Moniyah. Évidemment. Mais qui étaient les autres ? Marika. Oui, sauf que la Maîtresse de l'Ordre n'avait pas fait le voyage, elle avait été détruite avec Svata Zeme. Au moins, son souvenir demeurait intact.
Tandis qu'elle explorait ses souvenirs, Miracle marcha au hasard. Elle aperçut une lumière dans le brouillard et s'en approcha. Le pigeonnier du Jardin clignotait de toutes ses lumières. Des abeilles continuaient de s'y poser, chargées de colis de provisions, ou bien de nécessaire de toilette. Devant l'imposante antenne avec ses compartiments sécurisés, une table pliante avait été déployée, surmontée de quatre réchauds électriques raccordés directement au pylône. D'énormes marmites y mijotaient. Machinalement, poussée par la crampe qui saisit son estomac quand les effluves de nourriture chaude lui chatouillèrent les narines, Miracle prit un bol sur la pile et se servit une louchée de mixture chaude et épaisse, pleine de morceaux généreux. Elle se servit un morceau de pain, attrapa une grosse cuillère et se posa, assise à même le sol, pour calmer la faim qui la dévorait.
Le goulash lui réchauffa le corps en même temps qu'il lui éclaircit l'esprit. La sauce lui rappela un peu celle que préparait sa mère quand Désiré la laissait se mettre aux fourneaux. Les arômes de cumin lui réveillèrent les papilles, si bien que son bol à peine terminé elle retourna à la table pour s'en resservir une part. C'est alors qu'une révélation la frappa. Où se trouvait la personne qui tenait le stand ?
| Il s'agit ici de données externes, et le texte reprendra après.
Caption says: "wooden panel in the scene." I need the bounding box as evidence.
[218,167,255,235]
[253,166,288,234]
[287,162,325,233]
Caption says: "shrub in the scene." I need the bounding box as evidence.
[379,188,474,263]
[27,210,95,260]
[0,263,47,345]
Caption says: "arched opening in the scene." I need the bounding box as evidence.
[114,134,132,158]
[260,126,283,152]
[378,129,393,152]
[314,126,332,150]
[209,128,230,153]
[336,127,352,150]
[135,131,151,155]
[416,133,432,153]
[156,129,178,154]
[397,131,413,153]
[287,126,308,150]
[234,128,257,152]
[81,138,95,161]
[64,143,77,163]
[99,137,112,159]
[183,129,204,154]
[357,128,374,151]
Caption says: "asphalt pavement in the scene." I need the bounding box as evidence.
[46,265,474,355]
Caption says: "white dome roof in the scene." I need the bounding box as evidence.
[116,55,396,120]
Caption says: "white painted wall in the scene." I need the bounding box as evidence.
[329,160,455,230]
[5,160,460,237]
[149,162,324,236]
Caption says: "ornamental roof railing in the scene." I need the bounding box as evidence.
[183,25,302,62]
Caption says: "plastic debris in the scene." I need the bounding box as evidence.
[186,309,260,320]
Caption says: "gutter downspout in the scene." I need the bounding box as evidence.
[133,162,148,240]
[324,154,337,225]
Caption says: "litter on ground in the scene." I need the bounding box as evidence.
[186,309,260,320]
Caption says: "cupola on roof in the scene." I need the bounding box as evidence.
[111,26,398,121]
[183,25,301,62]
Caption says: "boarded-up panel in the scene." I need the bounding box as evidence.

Tout en jouant de la cuillère, elle fit le tour du pigeonnier. Elle n'eut pas loin à chercher avant de découvrir M. Truffe affalé par terre. L'anhumain à demi conscient marmonnait dans son sommeil éveillé et de temps à autre Naomi traduisait un mot dénué de sens. Sous l'acier de sa visière intégrale, impossible de savoir s'il avait les yeux ouverts. Pourtant, elle décida de ne pas lui ôter, car l'interface neurale était son seul moyen de communication.
« Réveille-toi ! » s'alarma Miracle. Elle lui mit une petite claque sur le côté du museau pour le stimuler.
« À demain dans une flêche transversale qui approche du lisier tricoté avec une soupe de poireaux vinaigrette, répondit l'IA.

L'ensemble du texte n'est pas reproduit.